Like most popular toys, the ones on your shopping list most likely include lots of sounds, voices, and songs designed to entertain your child and keep you hoping for the day their batteries run out.
But did you know that many of these toys can actually damage your child’s hearing?
Recent studies show approximately 12.5% of children and teens aged 6-19 currently have noise-induced hearing loss. If left untreated, hearing loss can affect your child’s language development, self-confidence, academic performance, social interactions, and more.
Exposure to sounds 85 decibels (dB) and above for any period of time can cause permanent hearing damage. Sounds that reach this threshold include lawn mowers, chainsaws, sirens, and jet engines.

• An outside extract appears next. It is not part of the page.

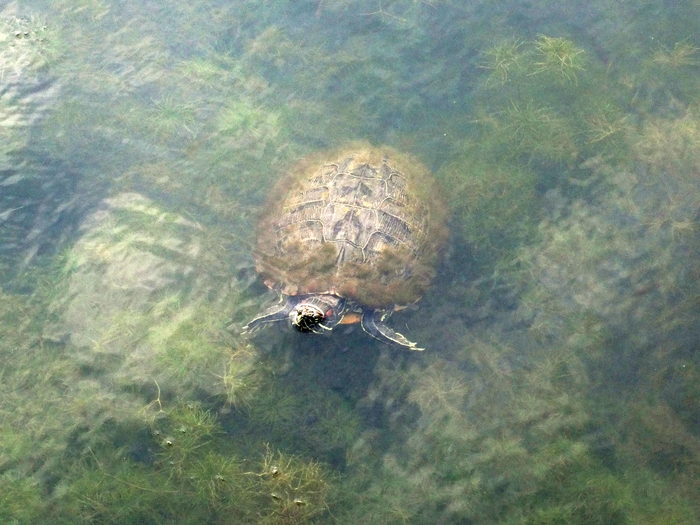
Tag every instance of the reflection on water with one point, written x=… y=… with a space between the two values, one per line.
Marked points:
x=138 y=142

However, that list is growing to include many of today’s top toys.
In order to help call your attention to the dangers of noise-induced hearing loss, the Sight & Hearing Association tests and releases an annual list of the loudest toys on the market.

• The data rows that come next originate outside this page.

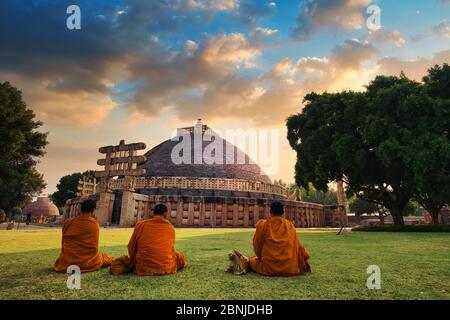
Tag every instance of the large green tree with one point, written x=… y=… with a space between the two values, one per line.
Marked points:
x=67 y=187
x=21 y=145
x=430 y=156
x=367 y=140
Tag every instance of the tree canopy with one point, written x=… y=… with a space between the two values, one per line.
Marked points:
x=21 y=146
x=67 y=187
x=378 y=141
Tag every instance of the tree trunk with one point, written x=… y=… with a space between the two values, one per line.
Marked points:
x=435 y=216
x=396 y=210
x=398 y=219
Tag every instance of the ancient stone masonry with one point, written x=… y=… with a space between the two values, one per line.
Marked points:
x=200 y=195
x=86 y=187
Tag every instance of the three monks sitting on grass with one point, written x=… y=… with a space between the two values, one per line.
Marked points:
x=278 y=251
x=80 y=237
x=151 y=248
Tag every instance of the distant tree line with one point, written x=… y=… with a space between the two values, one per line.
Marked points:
x=22 y=144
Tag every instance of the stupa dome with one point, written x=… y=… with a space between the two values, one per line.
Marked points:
x=41 y=207
x=159 y=164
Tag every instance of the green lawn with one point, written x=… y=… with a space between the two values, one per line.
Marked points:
x=413 y=266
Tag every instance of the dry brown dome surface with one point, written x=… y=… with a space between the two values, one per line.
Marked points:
x=159 y=164
x=41 y=207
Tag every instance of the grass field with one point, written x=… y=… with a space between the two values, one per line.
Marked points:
x=413 y=266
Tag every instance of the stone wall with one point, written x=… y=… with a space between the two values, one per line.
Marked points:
x=212 y=212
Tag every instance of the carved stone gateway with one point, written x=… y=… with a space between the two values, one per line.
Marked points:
x=197 y=195
x=122 y=161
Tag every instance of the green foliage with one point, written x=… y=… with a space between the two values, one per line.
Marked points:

This year’s list includes:
- Animal Babies Nursery Jumpin’ Lil Monkeys
The loudest toy recorded this year at 103.4 dB, the Jumpin’ Lil Monkeys jumps and sings “5 Little Monkeys Jumping on the Bed.” It’s intended for children aged three to six.
- Disney’s Frozen Cool Tunes Sing-Along Boombox
This boombox lets children sing along to their favorite songs from the wildly popular movie and reaches sound levels up to 100.4 dB. It includes a real working microphone and can connect to MP3 players.

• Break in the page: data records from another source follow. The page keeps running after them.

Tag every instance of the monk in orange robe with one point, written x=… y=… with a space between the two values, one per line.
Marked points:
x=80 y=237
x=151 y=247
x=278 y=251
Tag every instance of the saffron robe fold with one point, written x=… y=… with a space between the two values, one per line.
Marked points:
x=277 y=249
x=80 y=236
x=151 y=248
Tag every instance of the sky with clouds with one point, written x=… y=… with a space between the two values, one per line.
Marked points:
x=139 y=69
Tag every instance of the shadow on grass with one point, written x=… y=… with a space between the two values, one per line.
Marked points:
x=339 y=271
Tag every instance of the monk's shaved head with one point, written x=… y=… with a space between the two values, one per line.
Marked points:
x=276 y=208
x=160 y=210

- Little Tykes® Lil’ Ocean Explorers™ Push ‘n Glow Fish™
Designed for infants who are mastering crawling, this unassuming toy makes various sounds that reach up to 93.8 dB to encourage them to keep moving.
If you’ve already purchased these or other noisy toys this holiday, there are some steps you can take to keep your child safe. For example, if the toy has a volume control knob, you can glue it so it will stay at a lower level.
To help monitor your child’s hearing health, the best practice is to have their hearing screened every year. Just like annual checkups at the dentist, annual hearing screenings are the best and easiest way to ensure your child’s overall health.